The latest book from Rethinking Schools is Rethinking Sexism, Gender, and Sexuality that addresses questions including:
- How do you respond when a child asks, “Can a girl turn into a boy?”
- What if your daughter brings home school books with sexist, racist stories?
- What does “queering the curriculum” look like?
- What’s wrong with “anti-bullying” policies? What are alternatives?
Edited by Annika Butler-Wall, Kim Cosier, Rachel Harper, Jeff Sapp, Jody Sokolower, and Melissa Bollow Tempel, Rethinking Sexism, Gender, and Sexuality is a collection of inspiring stories about how to integrate feminist and LGBTQ content into curriculum, make it part of a vision for social justice, and create classrooms and schools that nurture all children and their families. Includes insightful, inspiring articles about:
- Our Classrooms
- Our Curriculum
- When Teachers Come Out
- Beyond the Classroom
- Teacher Education, Continuing Education
From the introduction by Rethinking Schools editor Jody Sokolower:
What if schools were places where children could explore their identities and passions without worrying about gender roles—without worrying about gender at all?
What if all groups marginalized by our history books—including women and LGBTQ people—were central to the content we teach and learn?
What if age-appropriate, supportive discussions of sexuality were welcome across grade levels and subject areas?
What if LGBTQ teachers and family members were embraced by schools as essential to the diversity that makes a community strong?
Questions like these inspired this book. We began work in the midst of increasing discussion about LGBTQ issues, fueled by campaigns to legalize gay marriage; recognition by school districts—in the face of a series of murders and suicides—that they had to do something about harassment of LGBTQ students; and the end of the military’s “don’t ask, don’t tell” policy.

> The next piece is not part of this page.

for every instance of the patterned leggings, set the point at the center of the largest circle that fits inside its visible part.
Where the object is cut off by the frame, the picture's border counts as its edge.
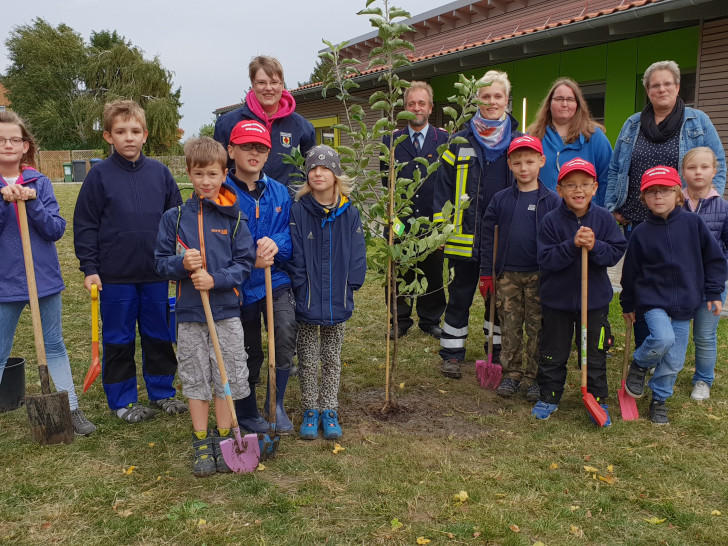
(312, 350)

We are encouraged by the momentum, but concerned that “gay rights” is too narrow a focus and separated from an overall understanding of social justice. For example, we’re sure the “It Gets Better” project, with half a million videos by everyone from Ellen DeGeneres to President Obama telling LGBTQ students to hang on, has helped many youth who felt isolated and alone. But it relies on a very individualized way of looking at the problem—everyone should be nice to each other, and your life will be better once you’re out of school. That’s a pretty low bar, and it doesn’t say much about the ways that schools need to change.